No, me interesan los otros, aquellos que obtendrían los galardones al más inútil, al más improductivo, al más ocioso y al que ni siquiera ha hecho lo suficiente para ganarlos. Gran error mío querer investigarlos, es decir, hurgar en los archivos para dar con sus respectivas biografías, cual novela de Vila-Matas. Los auténticos perezosos son los sin-nombre, quienes jamás tuvieron un sitio porque eso implicaría haber trabajado lo suficiente para adquirirlo. Todo enunciado que nombre y concretice a estos personajes sería una mentira.

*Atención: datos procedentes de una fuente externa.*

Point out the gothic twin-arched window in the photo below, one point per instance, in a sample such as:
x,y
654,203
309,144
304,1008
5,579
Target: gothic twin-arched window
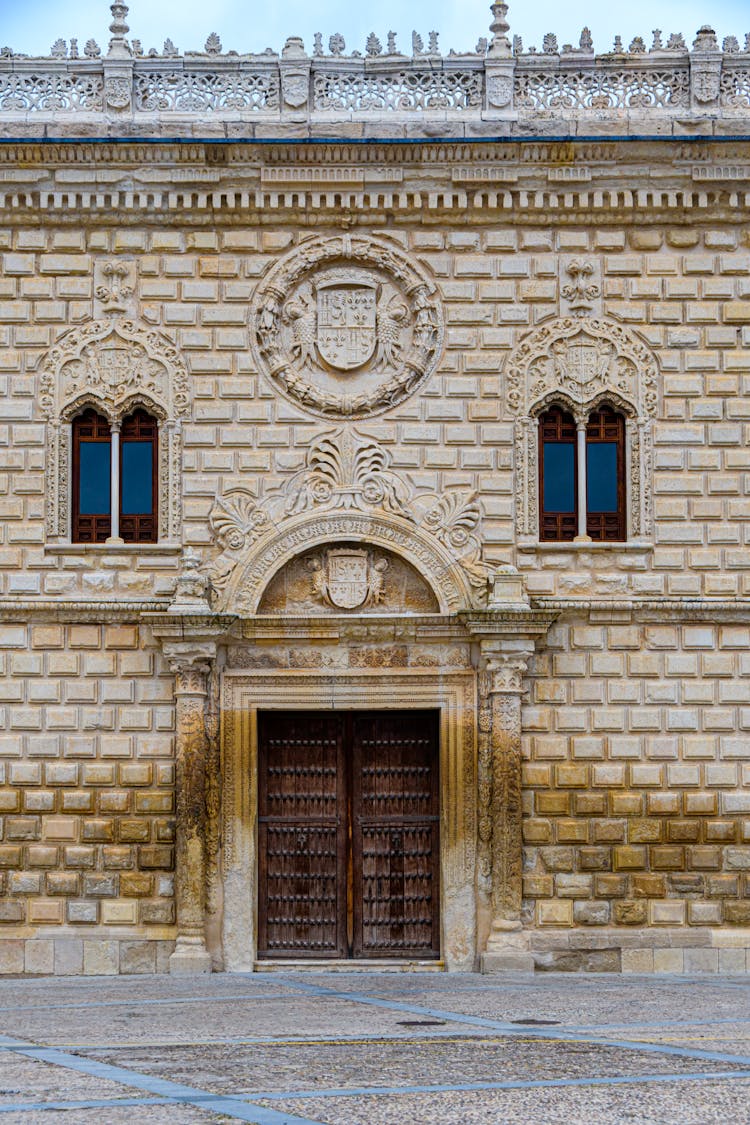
x,y
581,476
115,478
115,395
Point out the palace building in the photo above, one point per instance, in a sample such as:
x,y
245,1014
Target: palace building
x,y
375,505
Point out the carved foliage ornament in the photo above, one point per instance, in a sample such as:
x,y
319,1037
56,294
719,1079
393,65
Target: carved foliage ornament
x,y
346,326
583,358
350,471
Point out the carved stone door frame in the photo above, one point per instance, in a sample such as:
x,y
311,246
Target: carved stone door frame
x,y
245,692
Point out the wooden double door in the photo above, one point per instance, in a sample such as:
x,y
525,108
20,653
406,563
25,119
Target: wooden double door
x,y
349,840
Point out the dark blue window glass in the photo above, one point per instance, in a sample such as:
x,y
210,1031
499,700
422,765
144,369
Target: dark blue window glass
x,y
137,477
602,476
93,478
559,476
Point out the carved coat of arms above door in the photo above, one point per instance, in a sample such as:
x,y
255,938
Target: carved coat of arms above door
x,y
346,330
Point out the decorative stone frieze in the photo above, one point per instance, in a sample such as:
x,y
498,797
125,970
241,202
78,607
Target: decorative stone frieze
x,y
345,487
348,326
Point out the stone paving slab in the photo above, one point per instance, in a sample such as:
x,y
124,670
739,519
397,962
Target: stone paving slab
x,y
316,1049
256,1068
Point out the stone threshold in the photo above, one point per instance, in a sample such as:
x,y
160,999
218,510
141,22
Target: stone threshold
x,y
344,965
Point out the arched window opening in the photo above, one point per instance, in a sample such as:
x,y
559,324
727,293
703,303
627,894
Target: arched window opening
x,y
138,478
605,476
91,478
558,476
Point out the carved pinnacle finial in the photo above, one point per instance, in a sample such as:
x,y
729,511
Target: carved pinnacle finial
x,y
499,27
119,29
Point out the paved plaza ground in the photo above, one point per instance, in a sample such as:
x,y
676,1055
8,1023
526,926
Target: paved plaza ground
x,y
375,1049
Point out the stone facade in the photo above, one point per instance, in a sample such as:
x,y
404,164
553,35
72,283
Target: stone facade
x,y
594,698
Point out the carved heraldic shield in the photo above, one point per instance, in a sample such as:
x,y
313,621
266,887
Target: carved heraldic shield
x,y
346,324
348,577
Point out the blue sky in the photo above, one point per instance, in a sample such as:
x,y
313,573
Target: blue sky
x,y
32,26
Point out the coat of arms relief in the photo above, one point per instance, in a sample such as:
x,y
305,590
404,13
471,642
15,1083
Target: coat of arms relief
x,y
348,473
348,326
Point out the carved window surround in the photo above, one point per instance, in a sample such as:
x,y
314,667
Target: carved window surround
x,y
579,363
532,545
114,366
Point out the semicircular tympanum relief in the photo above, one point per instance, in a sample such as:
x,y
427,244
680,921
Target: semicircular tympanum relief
x,y
348,576
346,326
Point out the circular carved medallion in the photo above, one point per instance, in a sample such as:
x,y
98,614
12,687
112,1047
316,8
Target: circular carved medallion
x,y
346,326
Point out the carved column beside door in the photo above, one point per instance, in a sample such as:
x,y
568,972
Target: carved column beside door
x,y
191,694
502,684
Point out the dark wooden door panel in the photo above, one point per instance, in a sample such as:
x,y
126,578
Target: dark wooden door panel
x,y
395,802
349,834
301,835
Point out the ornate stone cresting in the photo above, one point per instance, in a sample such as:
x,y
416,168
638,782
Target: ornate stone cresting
x,y
495,78
191,669
348,491
348,326
579,362
114,366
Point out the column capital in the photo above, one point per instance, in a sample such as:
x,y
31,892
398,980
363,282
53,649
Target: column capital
x,y
191,666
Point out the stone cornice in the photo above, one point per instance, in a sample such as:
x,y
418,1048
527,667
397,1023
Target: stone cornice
x,y
251,183
386,92
661,609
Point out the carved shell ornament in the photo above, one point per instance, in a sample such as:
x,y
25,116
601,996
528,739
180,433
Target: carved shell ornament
x,y
346,326
349,473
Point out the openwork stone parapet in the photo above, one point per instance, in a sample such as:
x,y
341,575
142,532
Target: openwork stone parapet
x,y
201,91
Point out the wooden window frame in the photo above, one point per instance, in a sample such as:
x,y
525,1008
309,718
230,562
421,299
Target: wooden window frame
x,y
90,528
141,528
607,424
557,527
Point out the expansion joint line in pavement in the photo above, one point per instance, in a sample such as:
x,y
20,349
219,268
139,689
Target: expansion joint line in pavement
x,y
171,1092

Así pues, está el caso de Anónimo Martínez, quien nació y no hizo mucho más. Sin títulos, epítetos ni calificativos, alguna vez fue un infante y eso, por sí solo, representó un logro. Se especula que durante el tiempo que duró su vida se dedicó sólo al placer de la inactividad. Después, Anónimo falleció y sus familiares se preguntaban qué inscribirían en su epitafio. Quedó en blanco, justo como el de Siempretrabajador González, fallecido ese mismo día. De ambos se dijo más tarde, en distintos sentidos, que habían desperdiciado su vida. Se le reclamó a Anónimo haber transcurrido siempre en el descanso, a pesar de su enorme potencial para realizar todo lo que se propusiera; de Siempretrabajador se lamentaba que hubiera estado al servicio de alguien más y no de sí mismo.

A los perezosos, en mayor o menor grado, nos conforta saber que todo asunto está siempre a medio hacer y que, sin importar nuestra contribución, permanecerá en ese mismo estado. Nada me garantiza que, tras mi muerte, abra los ojos en otra dimensión, se aproxime a mí una especie de fantasma y me diga: “¿Qué tal estuvo el descanso? Bueno, ahora a seguir trabajando”.